The State argues that its plea bargain offer was withdrawn following Judge Katz's decision to reject the plea agreement, and that Judge Herr had no authority to require the State to re-offer its original plea bargain as a means to remedy the improprieties attributed to Judge Katz. We disagree. The State's ability to withdraw a plea offer at any time before the defendant enters his plea does not extend to the withdrawal of a plea agreement that has already been accepted by the trial court. See Santobello v. New York, 404 U.S. 257, 262, 92 S.Ct. 495, 30 L.Ed.2d 427 (1971) (once the court accepts a plea agreement, the State is bound to carry out its side of the agreement); Perkins, 738 S.W.2d at 283-84. Once expressly approved by the trial court, a plea bargain agreement between the State and the defendant is a binding contract subject to specific performance if the agreement can be enforced. Ortiz, 933 S.W.2d at 104; see also Perkins, 738 S.W.2d at 284. We find nothing in the record to indicate Wright's plea agreement was not enforceable. See, e.g., Perkins, 738 S.W.2d at 284 (record contained no evidence of fraud by defendant in the inducement of the plea agreement that might estop him from seeking specific performance of plea agreement); see also Ex parte Sims, 868 S.W.2d 803, 804 (Tex.Crim.App. 1993) (en banc) (plea agreement that calls for illegal punishment is not enforceable by specific performance). The State and Wright had mutually agreed to an eighteen-year maximum sentence based on Wright's plea to a lesser offense, and the trial court had approved the terms of the agreement.

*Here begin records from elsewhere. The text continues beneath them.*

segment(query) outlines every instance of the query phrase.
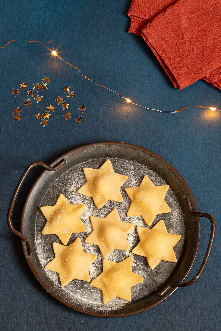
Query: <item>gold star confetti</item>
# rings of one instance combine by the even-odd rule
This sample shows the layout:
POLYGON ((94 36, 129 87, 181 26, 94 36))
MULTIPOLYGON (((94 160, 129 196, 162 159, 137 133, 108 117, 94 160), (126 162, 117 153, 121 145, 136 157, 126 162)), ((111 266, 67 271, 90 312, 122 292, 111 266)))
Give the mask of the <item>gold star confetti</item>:
POLYGON ((44 81, 44 83, 46 84, 46 83, 49 83, 50 84, 51 82, 49 81, 51 77, 50 78, 48 78, 46 76, 45 76, 45 78, 44 79, 42 79, 42 80, 44 81))
POLYGON ((55 100, 55 101, 57 101, 58 105, 59 105, 62 102, 62 100, 63 99, 63 98, 60 98, 60 97, 59 97, 58 96, 57 99, 57 100, 55 100))
POLYGON ((41 88, 39 86, 39 83, 37 85, 35 85, 34 84, 33 84, 33 85, 35 86, 34 88, 33 88, 33 90, 36 90, 37 92, 38 91, 39 88, 41 88))
POLYGON ((44 117, 44 119, 45 118, 48 118, 49 119, 49 116, 51 115, 51 114, 49 114, 47 112, 46 112, 45 114, 42 114, 42 116, 44 117))
MULTIPOLYGON (((38 102, 38 101, 42 101, 41 98, 43 97, 43 95, 42 95, 41 97, 39 97, 38 95, 37 95, 37 98, 35 98, 35 100, 37 100, 37 103, 38 102)), ((43 102, 43 101, 42 101, 43 102)))
POLYGON ((21 84, 20 83, 20 85, 21 85, 21 87, 20 88, 24 88, 24 90, 25 90, 25 88, 28 86, 28 85, 25 85, 25 82, 24 82, 23 84, 21 84))
POLYGON ((15 90, 14 88, 13 89, 13 92, 12 92, 11 93, 11 94, 15 94, 15 96, 16 97, 17 94, 20 94, 20 93, 18 92, 18 88, 17 90, 15 90))
POLYGON ((40 124, 42 124, 43 125, 43 127, 45 125, 48 125, 47 124, 47 122, 48 120, 48 119, 45 119, 45 120, 44 120, 44 119, 42 119, 42 122, 40 122, 40 124))
POLYGON ((30 104, 32 103, 30 101, 30 98, 29 98, 28 100, 24 100, 24 101, 25 101, 24 106, 25 105, 27 105, 28 107, 29 107, 29 105, 30 105, 30 104))
POLYGON ((87 109, 86 108, 84 108, 84 105, 83 105, 83 106, 80 106, 80 105, 79 105, 79 107, 80 107, 80 108, 78 110, 81 110, 82 113, 83 112, 84 110, 85 110, 86 109, 87 109))
POLYGON ((62 87, 62 90, 64 90, 64 93, 65 93, 67 91, 68 92, 70 92, 70 90, 69 89, 70 87, 70 86, 67 86, 66 84, 65 84, 65 86, 64 87, 62 87))
POLYGON ((36 117, 37 118, 37 120, 38 119, 41 119, 41 118, 42 118, 42 117, 43 116, 43 115, 41 115, 41 114, 38 112, 38 113, 37 114, 37 115, 35 115, 35 116, 36 116, 36 117))
POLYGON ((68 97, 70 97, 71 100, 72 100, 72 98, 73 97, 76 97, 76 96, 74 94, 74 91, 72 91, 72 92, 68 92, 68 97))
POLYGON ((65 101, 64 101, 64 103, 62 104, 62 105, 61 105, 61 106, 62 107, 63 107, 63 110, 64 110, 64 109, 65 109, 66 108, 67 108, 68 109, 68 106, 69 104, 66 104, 65 101))
POLYGON ((28 96, 29 95, 31 95, 31 96, 32 96, 34 94, 34 93, 35 93, 35 92, 33 92, 32 88, 31 89, 30 91, 27 91, 27 92, 28 92, 28 96))
POLYGON ((78 122, 78 124, 79 124, 79 122, 83 122, 83 121, 82 121, 82 119, 81 119, 83 117, 83 116, 81 116, 80 117, 79 117, 77 115, 77 118, 75 118, 75 119, 74 120, 75 120, 75 121, 77 121, 77 122, 78 122))
POLYGON ((21 117, 20 117, 20 114, 19 114, 17 116, 16 116, 16 115, 14 115, 14 116, 15 116, 15 118, 13 120, 13 121, 17 121, 17 123, 18 123, 18 121, 20 119, 22 119, 22 118, 21 118, 21 117))
POLYGON ((14 108, 14 110, 15 110, 14 112, 13 112, 13 114, 14 113, 17 114, 17 115, 18 115, 19 113, 21 113, 21 110, 19 110, 19 107, 18 108, 14 108))
POLYGON ((69 118, 71 118, 71 117, 70 116, 70 115, 71 115, 71 113, 67 113, 67 112, 66 112, 66 114, 65 114, 65 115, 63 115, 63 116, 65 117, 66 118, 66 119, 67 119, 69 118))
POLYGON ((40 87, 41 87, 42 91, 44 88, 47 88, 47 84, 44 84, 43 82, 42 82, 41 85, 39 85, 39 86, 40 87))
MULTIPOLYGON (((50 78, 48 78, 49 79, 50 78)), ((46 107, 46 108, 48 110, 48 111, 53 112, 54 113, 54 109, 55 108, 55 107, 52 107, 51 105, 50 105, 50 107, 46 107)))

The plea agreement called for a lawful sentence within the range of punishment provided for the offense to which Wright pled. Therefore, Wright was entitled to specific enforcement of his plea bargain agreement. Perkins, 738 S.W.2d at 283; see also Morris v. State, 658 S.W.2d 310, 312 (Tex.App.-Houston [1st Dist.] 1983, no writ) (ordering specific performance of plea agreement after trial court's void act of setting aside defendant's guilty plea and assessed punishment).
Accordingly, we reverse the trial court's judgment, and remand this case to the trial court with instructions to reinstate Wright's plea of no contest to the offense of aggravated assault with a deadly weapon and re-sentence Wright in accordance with the terms of the original plea agreement. Because we reverse on this basis, we do not address the other issues raised on appeal.